When FT Alphaville’s Sam Jones recently attempted to get some more information from Legal & General on its £1bn CDO holdings, the insurer either wouldn’t or couldn’t answer his questions, which you can find here.
Goldman Sachs, however, has had a little bit more luck. It has learnt that instrument consists of 324 corporate debt securities, over 99 per cent of which are investment grade, and that L&G chose the securities that went into the CDO.
Furthermore, management has assured Goldman that an unnamed investment bank (we reckon Deutsche Bank) “dealt” with the lower tranches and therefore investors have nothing to worry about at all.
In fact, Goldman has upgraded its rating on L&G to “buy” and added the insurer to something called the “Conviction List” on Tuesday in part because fears over the CDO holding have been” overdone”.
CDO and ABS exposure sounds worse than it is Legal & General has £844 mn of super senior CDO tranches, which we understand to have caused some concern in the investor community. The instrument consists of 324 corporate debt securities, over 99% of which are investment grade (L&G chose the securities that went into the CDO). The subordination of the CDO is 40% and the term ten years, with 8.5 years still outstanding. Management has assured us that an investment bank dealt with the lower tranches and that they do not preside anywhere within L&G. Although holding a CDO reduces the visibility investors have on the underlying asset risk of the company, it is difficult to envisage 8.5 year cumulative losses on investment grade bonds in excess of 40%. To date, there has been no reason to impair this asset. The ABS portfolio is relatively diversified as shown in Exhibit 12.
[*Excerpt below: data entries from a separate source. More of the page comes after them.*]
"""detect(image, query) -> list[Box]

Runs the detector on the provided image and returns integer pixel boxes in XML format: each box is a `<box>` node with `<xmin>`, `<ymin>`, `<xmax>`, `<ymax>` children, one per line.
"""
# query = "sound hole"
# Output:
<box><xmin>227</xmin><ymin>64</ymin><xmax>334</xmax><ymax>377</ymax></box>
Goldman has run also run an extreme stress test on the CDO, involving the following loss assumptions over the next five years:
• 4.5% impairment of IG corporate debt (-£916 mn);
• 100% impairment of HY corporate debt (-£183 mn);
• 100% impairment of Tier 1 bank hybrid debt (-£650 mn);
• 40% decline in equities (-£560 mn);
• 100% impairment in sub-prime ABS, 50% impairment of other ABS (-£658 mn).
And the conclusions are:
The 5-year cumulative pre-tax loss would be £2,967 mn, £2,136 mn post-tax. Such an extreme scenario could still be covered by the £650 mn special addition to the credit reserves (expected to cover 550bp of losses) and the existing IGD surplus of £1.8 bn. This is before considering any cash generated over the period or utilizing the levers available to L&G that could increase regulatory capital (eg financial reinsurance, private placement of hybrid debt).
Now that wasn’t too hard was it L&G? So what about revealing, for example, if there is a knock out trigger in any of these CDOs that may cause them to be unwound?